A 2013 mixed-media show at Mendocino College Art Gallery, "Linda MacDonald: Images of a Changing California,” called her “a prominent Mendocino artist who has been actively involved in creating art focused on strong ecological themes in a whimsical and poignant manner.” The show, curated by Paula Gray, subtitled, "20 years of art from ecological concerns to homespun whimsy" contained 46 pieces of MacDonald's art.

== Environmentalism ==
Linda MacDonald "is best known for her environmental work" born of her experience living in northern California. Quilts highlighting environmental themes such as oil drilling followed her "series of quilts with a logging theme" called, "What is Happening to the Trees?" She has a gift of approaching these sensitive subjects with "a playful sense of humor." An example of this is Even the Old Growth Must Work for Its Keep. Most of her art portrays California’s native environment, such as Redwood trees.
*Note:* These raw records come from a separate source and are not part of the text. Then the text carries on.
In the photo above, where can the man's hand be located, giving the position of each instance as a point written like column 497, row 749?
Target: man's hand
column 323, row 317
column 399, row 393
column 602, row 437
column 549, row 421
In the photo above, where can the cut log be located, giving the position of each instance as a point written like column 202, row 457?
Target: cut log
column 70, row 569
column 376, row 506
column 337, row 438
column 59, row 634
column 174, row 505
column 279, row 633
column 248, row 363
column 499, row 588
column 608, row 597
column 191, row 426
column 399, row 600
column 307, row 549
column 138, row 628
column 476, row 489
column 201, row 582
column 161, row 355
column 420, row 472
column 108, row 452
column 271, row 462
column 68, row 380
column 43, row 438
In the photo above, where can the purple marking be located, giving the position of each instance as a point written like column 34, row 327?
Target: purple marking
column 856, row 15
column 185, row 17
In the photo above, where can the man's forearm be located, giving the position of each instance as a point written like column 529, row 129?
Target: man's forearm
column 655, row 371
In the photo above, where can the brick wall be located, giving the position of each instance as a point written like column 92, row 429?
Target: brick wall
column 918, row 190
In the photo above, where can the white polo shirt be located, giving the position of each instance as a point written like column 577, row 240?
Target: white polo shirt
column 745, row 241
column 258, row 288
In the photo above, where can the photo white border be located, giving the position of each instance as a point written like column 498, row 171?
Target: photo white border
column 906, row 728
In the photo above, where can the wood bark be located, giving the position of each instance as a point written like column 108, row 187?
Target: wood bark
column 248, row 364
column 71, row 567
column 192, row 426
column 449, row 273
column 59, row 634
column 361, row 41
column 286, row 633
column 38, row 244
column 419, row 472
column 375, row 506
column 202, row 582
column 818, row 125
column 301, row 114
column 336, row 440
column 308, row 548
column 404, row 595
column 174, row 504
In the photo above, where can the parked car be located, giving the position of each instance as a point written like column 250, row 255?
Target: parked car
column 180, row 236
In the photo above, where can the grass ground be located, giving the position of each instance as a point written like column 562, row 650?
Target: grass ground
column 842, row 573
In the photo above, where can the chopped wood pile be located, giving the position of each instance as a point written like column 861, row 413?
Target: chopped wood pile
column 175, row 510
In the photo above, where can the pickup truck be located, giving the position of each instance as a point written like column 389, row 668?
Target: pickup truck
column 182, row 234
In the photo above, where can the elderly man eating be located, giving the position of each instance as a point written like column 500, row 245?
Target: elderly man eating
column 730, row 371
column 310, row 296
Gallery Route One in Point Reyes, California, highlighted MacDonald's work in a one-person show in 2010 called, "Linda MacDonald: Stories from the North Woods.” This mixed-media exhibition included drawings, paintings, fiber, and eco-graphics. Her fiber section used “tongue-in-cheek humor to state the obvious.” MacDonald's unique vantage born of literally living and "(working) on the edge" of the forests of Mendocino County informs her environmental art including a series on the Spotted Owl called, Spotted Owl vs. The Chain Saw.

Another important fiber series, Trees, Lumber, Houses, and People "tells a story in a dozen chapters" chronicling the life of a forest being decimated by logging until it is eventually "the inevitable forest of stumps."

Linda MacDonald, an "artist, who began as a painter, switched to textiles in the 1980s, and soon combined the two," primarily painting on traditional canvas as of 2013.